O novo líder vê a sua ausência da bancada parlamentar como uma vantagem, que lhe dá mais liberdade para andar pelo país e não ter de justificar as ausências do plenário como teria de fazer se fosse deputado. E garante que vai ter uma presença regular no Parlamento, onde terá um gabinete junto à direção do grupo parlamentar. Foi já assim com vários presidente do partido, que foram eleitos líderes sem serem deputados. Foi o caso, por exemplo, de Durão Barroso.
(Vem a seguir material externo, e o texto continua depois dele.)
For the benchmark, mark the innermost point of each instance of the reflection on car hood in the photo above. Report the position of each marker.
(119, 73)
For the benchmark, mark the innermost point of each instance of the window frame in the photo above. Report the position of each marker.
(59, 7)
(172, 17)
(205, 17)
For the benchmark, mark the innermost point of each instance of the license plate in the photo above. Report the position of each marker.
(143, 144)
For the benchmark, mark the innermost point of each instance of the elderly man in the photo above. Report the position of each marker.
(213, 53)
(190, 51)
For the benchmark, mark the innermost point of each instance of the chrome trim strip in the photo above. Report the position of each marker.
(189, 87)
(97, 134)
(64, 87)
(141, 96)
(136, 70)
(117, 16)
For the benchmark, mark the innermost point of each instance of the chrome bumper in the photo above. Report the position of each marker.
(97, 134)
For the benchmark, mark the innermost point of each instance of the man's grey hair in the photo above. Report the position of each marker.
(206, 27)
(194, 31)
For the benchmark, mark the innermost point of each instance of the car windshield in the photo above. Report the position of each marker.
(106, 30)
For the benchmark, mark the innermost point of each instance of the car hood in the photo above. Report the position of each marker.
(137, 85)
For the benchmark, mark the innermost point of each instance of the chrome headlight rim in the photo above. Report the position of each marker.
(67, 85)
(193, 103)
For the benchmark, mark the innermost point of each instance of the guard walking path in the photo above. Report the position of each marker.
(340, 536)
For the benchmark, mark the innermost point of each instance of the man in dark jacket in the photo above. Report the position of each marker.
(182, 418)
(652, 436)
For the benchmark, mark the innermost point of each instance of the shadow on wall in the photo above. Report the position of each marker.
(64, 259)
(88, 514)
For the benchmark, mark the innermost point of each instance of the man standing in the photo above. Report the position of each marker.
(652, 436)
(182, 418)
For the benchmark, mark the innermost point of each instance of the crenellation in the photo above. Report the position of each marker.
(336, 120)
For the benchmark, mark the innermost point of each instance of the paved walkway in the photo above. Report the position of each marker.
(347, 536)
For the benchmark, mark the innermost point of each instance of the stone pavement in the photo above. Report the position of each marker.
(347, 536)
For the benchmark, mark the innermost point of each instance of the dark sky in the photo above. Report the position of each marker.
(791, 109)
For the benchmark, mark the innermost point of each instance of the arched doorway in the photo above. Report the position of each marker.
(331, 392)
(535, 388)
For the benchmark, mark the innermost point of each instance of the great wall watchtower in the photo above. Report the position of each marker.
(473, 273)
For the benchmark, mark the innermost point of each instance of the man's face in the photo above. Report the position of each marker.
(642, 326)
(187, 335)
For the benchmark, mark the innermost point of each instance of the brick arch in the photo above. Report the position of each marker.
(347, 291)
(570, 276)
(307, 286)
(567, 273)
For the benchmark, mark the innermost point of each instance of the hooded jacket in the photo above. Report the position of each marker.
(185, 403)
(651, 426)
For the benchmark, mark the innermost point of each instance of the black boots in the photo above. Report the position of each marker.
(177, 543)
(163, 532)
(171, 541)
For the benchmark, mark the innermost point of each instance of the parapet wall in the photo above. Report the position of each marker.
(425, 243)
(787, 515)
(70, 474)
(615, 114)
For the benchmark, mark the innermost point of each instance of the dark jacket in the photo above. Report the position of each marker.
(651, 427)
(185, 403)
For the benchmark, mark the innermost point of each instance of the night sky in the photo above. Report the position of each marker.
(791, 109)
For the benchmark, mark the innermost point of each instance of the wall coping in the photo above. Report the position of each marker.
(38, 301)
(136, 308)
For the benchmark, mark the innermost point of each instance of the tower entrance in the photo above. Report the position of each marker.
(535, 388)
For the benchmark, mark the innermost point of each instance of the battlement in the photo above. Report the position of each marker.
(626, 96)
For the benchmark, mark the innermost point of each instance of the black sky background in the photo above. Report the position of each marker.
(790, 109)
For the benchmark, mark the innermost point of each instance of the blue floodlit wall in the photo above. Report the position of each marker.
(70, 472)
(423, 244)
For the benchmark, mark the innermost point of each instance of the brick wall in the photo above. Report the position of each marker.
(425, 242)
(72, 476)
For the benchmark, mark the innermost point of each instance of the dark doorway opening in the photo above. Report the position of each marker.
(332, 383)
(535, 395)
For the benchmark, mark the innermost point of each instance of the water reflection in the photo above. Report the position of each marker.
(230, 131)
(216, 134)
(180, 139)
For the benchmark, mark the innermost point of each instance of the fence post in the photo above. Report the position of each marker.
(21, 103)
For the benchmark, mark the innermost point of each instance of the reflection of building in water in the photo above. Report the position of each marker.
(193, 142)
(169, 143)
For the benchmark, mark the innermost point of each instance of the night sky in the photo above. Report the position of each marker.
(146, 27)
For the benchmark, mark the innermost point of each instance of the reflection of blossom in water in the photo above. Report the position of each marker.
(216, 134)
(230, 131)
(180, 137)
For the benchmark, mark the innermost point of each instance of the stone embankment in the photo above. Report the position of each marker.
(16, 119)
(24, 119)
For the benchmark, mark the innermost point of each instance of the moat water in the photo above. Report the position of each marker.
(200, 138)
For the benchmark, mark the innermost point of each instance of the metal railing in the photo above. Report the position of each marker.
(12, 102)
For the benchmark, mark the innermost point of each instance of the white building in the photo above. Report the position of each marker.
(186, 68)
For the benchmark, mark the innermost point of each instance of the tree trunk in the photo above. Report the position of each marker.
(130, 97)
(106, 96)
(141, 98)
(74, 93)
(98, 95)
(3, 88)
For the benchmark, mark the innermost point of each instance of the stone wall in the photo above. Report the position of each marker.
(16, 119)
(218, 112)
Ter um gabinete no Parlamento, permite ao novo líder manter um contacto mais próximo com a comunicação social, sempre presente em São Bento, e poder falar sobre a atualidade a qualquer momento. Mas também lhe dá o espaço para trabalhar a relação e estreitar laços de lealdade com um grupo parlamentar que foi escolhido pelo seu antecessor.
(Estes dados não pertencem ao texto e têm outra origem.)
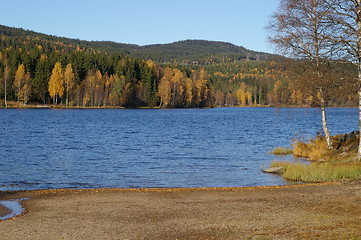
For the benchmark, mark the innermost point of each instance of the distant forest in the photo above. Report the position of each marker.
(38, 68)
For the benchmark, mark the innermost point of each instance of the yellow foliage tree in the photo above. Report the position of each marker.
(165, 88)
(56, 87)
(69, 83)
(22, 84)
(241, 96)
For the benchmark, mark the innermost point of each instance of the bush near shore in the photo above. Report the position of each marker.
(335, 164)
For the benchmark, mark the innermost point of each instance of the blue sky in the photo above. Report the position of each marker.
(241, 22)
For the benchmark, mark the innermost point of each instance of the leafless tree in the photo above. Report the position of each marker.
(346, 21)
(299, 29)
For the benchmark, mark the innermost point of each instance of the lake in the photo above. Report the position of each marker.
(136, 148)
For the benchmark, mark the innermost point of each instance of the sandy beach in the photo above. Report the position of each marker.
(311, 211)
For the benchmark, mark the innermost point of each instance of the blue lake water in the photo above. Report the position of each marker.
(135, 148)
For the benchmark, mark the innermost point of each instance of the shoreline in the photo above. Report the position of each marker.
(304, 211)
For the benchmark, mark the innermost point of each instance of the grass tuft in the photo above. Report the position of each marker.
(282, 151)
(319, 172)
(313, 150)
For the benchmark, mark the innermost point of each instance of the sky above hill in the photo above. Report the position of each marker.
(142, 22)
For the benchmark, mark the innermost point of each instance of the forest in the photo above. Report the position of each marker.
(42, 69)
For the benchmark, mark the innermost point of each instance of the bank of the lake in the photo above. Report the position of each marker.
(310, 211)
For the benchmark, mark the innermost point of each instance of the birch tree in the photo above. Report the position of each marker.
(299, 30)
(346, 21)
(6, 79)
(69, 83)
(56, 87)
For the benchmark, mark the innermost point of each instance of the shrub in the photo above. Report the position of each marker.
(319, 172)
(282, 151)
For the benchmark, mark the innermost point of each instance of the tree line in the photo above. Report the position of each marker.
(51, 70)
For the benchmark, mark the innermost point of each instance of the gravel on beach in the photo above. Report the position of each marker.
(309, 211)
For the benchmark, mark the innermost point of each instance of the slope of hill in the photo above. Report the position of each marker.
(188, 51)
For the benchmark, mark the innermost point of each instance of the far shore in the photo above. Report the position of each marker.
(62, 106)
(306, 211)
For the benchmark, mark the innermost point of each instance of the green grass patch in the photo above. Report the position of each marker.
(319, 172)
(282, 151)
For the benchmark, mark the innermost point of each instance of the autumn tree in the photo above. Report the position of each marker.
(299, 30)
(6, 80)
(56, 87)
(165, 88)
(346, 25)
(22, 84)
(69, 82)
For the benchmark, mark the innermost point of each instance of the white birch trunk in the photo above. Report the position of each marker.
(324, 122)
(358, 20)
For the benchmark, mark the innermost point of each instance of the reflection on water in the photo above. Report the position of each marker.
(44, 148)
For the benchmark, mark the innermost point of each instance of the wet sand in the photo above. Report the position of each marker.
(316, 211)
(3, 211)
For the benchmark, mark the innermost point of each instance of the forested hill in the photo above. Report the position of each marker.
(184, 52)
No imediato, Montenegro também terá de tomar posições sobre vários assuntos da atualidade. A começar esta quarta-feira, quando for a plenário a proposta do Chega para a criação de uma comissão de inquérito parlamentar sobre o caso do acolhimento de refugiados ucranianos por russos pró-Putin na Câmara de Setúbal. A criação da comissão até começou por ser sugerida por Montenegro, mas foi Ventura quem avançou com a proposta e direção do grupo parlamentar do PSD ficou à espera das diretas para tomar posição, uma vez que as opiniões dos dois candidatos não convergiam.
Para além de decidir como vota a proposta do Chega, que tem chumbo previsível por parte do PS, o PSD também pode ter de decidir se usa os seus votos para dar ao Chega as 46 assinaturas necessárias para comissão potestativa (que pode ser imposta por um quinto dos deputados).
Outro assunto que Montenegro defende há anos e sobre o qual Ventura entregou recentemente um projecto é um referendo à legalização da eutanásia, tema que vai a debate no dia 9 e que o PS quer ver aprovado até setembro. Também aqui o projeto do Chega tem rejeição previsivel pela maioria absoluta.
A demarcação (ou não) do Chega e a diferença para com a Iniciativa Liberal são desafios para fora. Mas, dentro de portas, Montenegro tem o desafio da unidade do PSD e da mobilização de um partido em que 40% dos vontantes escolheu não escolher nestas diretas. Moreira da Silva tinha ideias claras sobre a reforma e modernização do partido, Montenegro, apesar de ter tido uma maioria muito aargada, dividiu o partido em 2019 e sabe que ainda tem anticorpos.
Marques Mendes, comentador e ex-presidente do PSD, defende que o eleito deve convidar o candidato derrotado para uma posição não executiva e disse mesmo, este domingo na SIC, que será muito mau sinal se o convite não for feito e não foi aceite. Uma posição a acautelar, até porque o seu adversário deixou bem claro que, apesar da derrota "expressiva", não ficou inibido nas suas ambições partidárias.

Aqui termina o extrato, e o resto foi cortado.